The recent MSN Coordinating Forum meeting successfully convened high-level decision-makers to collectively strategize on child nutrition. Attendees included the CEC Member for Education, Mr. John Awiti, the CEC Member for Sports and Gender Beatrice Odongo, and Mama County, H.E. Dorothy Nyong’o.
The forum also served as a platform for key implementing partners, including Kmet/NurtureFirst and CHAMPS (Child Health and Mortality Prevention Surveillance), to present their technical findings. Their presentations focused on critical data relating to:
• Caregiver practices and their impact on child well-being.
• The underlying causes of mortality among children under five, with nutrition consistently identified as a key element.
This input from partners highlights the critical link between malnutrition and child survival, providing an evidence-based mandate for expanded government action. Partners present
CHAMPs, Kmet Kenya /Nurture First, ADS Nyanza SOS, KRCS,
Kidogo
The coordinating body for child nutrition in Kisumu County has been strategically expanding to reflect the complexity of the issue. The Department of Sports and Gender is the latest entry to the MSN. Initially, the core departments collaborating to address child nutrition included Health Education, Water, Social Protection and Agriculture.
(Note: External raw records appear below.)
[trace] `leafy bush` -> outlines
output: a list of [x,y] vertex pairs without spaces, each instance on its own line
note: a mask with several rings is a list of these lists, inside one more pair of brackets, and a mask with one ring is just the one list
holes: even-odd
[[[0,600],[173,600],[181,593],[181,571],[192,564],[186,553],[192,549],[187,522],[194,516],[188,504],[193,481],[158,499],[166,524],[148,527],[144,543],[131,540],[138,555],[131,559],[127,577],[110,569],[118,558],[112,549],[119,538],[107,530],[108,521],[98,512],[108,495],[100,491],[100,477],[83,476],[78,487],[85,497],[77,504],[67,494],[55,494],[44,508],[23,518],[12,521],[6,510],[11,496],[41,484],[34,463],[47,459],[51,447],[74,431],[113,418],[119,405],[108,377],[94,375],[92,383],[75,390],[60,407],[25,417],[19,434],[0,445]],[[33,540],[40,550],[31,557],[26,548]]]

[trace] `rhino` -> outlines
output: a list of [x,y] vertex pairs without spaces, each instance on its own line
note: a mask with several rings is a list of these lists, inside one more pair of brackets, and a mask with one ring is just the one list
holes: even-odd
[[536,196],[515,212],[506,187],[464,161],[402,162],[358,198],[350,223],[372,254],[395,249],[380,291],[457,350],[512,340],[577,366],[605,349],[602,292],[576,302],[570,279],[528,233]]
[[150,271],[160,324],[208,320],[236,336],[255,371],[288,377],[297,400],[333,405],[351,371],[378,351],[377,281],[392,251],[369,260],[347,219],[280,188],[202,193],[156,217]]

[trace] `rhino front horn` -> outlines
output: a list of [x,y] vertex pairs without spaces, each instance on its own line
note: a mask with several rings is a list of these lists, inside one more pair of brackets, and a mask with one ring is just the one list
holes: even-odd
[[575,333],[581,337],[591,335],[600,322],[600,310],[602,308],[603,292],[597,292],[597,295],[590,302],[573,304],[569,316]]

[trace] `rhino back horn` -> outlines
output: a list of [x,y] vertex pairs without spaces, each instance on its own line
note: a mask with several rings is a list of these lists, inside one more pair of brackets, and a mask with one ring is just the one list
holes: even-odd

The inclusion of the Department of Sports and Gender acknowledges the vital roles of women’s empowerment (gender) in household food security and decision-making, as well as the link between physical activity and long-term health (sports) in achieving optimal nutritional outcomes. This evolution provides a clear blueprint for why a structured, high-level, multi-sectoral approach is the most effective mechanism for creating sustainable and impactful solutions to child nutrition challenges.